Nearly one-third of Spain's roughly 500,000 square kilometres (200,000 square miles) faces a "significant risk" of desertification, making it one of Europe's most affected nations, according to the Spanish environment ministry.

Speaking Monday on the opening day of the forum, Crown Prince Felipe, the heir to the Spanish throne, said Spain was "especially sensitive to the problems derived from desertification" which he called "one of the greatest challenges faced by humanity".

Over 2,000 representatives from the 191 nations that have signed the United Nations Convention to Combat Desertification (UNCCD), adopted in Paris in June 1994, are taking part in the gathering which wraps up on September 14.

Six percent of Spain's soil has eroded irreversibly, according to the UN.

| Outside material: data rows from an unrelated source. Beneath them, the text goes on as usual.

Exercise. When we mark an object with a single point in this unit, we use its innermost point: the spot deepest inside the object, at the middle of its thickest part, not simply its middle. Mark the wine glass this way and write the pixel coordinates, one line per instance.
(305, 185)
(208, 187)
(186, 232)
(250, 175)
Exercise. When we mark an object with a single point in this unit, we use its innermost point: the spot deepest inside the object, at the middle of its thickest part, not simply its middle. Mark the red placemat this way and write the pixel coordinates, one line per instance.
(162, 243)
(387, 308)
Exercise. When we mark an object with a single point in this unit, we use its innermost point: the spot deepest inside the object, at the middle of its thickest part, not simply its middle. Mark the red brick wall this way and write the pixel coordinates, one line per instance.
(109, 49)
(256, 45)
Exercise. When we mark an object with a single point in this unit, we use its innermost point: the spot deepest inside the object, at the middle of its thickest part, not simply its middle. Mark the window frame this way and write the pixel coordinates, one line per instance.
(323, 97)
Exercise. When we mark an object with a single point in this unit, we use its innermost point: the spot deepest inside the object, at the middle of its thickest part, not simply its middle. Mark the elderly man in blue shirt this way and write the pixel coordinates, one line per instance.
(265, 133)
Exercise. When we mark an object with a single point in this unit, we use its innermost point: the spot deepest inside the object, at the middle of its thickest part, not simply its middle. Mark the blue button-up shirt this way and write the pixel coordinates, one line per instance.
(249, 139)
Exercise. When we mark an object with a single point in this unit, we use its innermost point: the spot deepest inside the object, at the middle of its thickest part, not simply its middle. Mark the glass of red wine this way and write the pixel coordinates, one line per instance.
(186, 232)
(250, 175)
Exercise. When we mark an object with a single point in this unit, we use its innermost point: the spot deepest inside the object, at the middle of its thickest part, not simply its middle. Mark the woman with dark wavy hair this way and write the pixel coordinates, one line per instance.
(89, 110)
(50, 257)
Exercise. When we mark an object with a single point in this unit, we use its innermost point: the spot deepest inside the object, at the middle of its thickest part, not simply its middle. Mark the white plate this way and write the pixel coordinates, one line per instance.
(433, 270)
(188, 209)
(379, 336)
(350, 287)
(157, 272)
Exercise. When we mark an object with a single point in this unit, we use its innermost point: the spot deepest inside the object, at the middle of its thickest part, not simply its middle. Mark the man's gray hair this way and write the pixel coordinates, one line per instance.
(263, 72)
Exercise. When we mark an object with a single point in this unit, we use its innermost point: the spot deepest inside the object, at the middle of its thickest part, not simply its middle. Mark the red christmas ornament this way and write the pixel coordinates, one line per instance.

While the most affected areas are Spain's Canary Islands off the coast of Morocco and its southeastern Mediterranean coast, only the northernmost regions of Galica, Asturias and Cantabria have been completely spared the effects of desertification.

Environmentalists blame the overuse of water resources, especially by the tourism and farming sectors, combined with climate change.

Spain is warming faster than other parts of the world, leading it to lose 85 percent of the surface area of glaciers in the Pyrenees.

"The country is clearly facing an 'Africanization' of its climate," the environmental lobby group said in a report released just before the start of the UN conference.

"Spain is the country that is the most affected by climate change in all of Europe," it added.

Intensive agriculture, deforestation and a never-ending construction boom, with its sprawling urban projects and mushrooming tourist complexes, add to desertification in Spain, environmentalists say.

"Despite the apparent cooling of the building sector, the plans for growth continue to be as excessive as they are frenetic," one of Spain's biggest green groups, Ecologists in Action, said in a statement issued at the conference.

Over the next five to 10 years, 540,000 new homes are planed for the Costa del Sol, which is sometimes mocked as the "Costa del Concrete" for its overdeveloped coastline, the group said.

Another half a million homes are planned for the southeastern Spanish region of Murcia over the next 30 years while another million homes are forecast for the capital Madrid and its surrounding areas over the next two decades.

Spain suffers doubly from desertification. While its own soil is eroding, the country has in recent years received waves of migrants from sub-Saharan Africa who are escaping poverty partly caused by desertification.

Desertification has "led to the movement of millions of people who are fleeing countries that are increasingly affected by desertification and thus by poverty, something Spain knows very well," Spanish Environment Minister Cristina Narbona said Monday.

Spain has proposed that the European Union set up a centre for the study of drought and desertification in the northeastern city of Barcelona, she said.

The Madrid gathering is the UN's eighth conference on the fight against desertification. The last gathering was held in the Kenyan capital Nairobi in October 2005.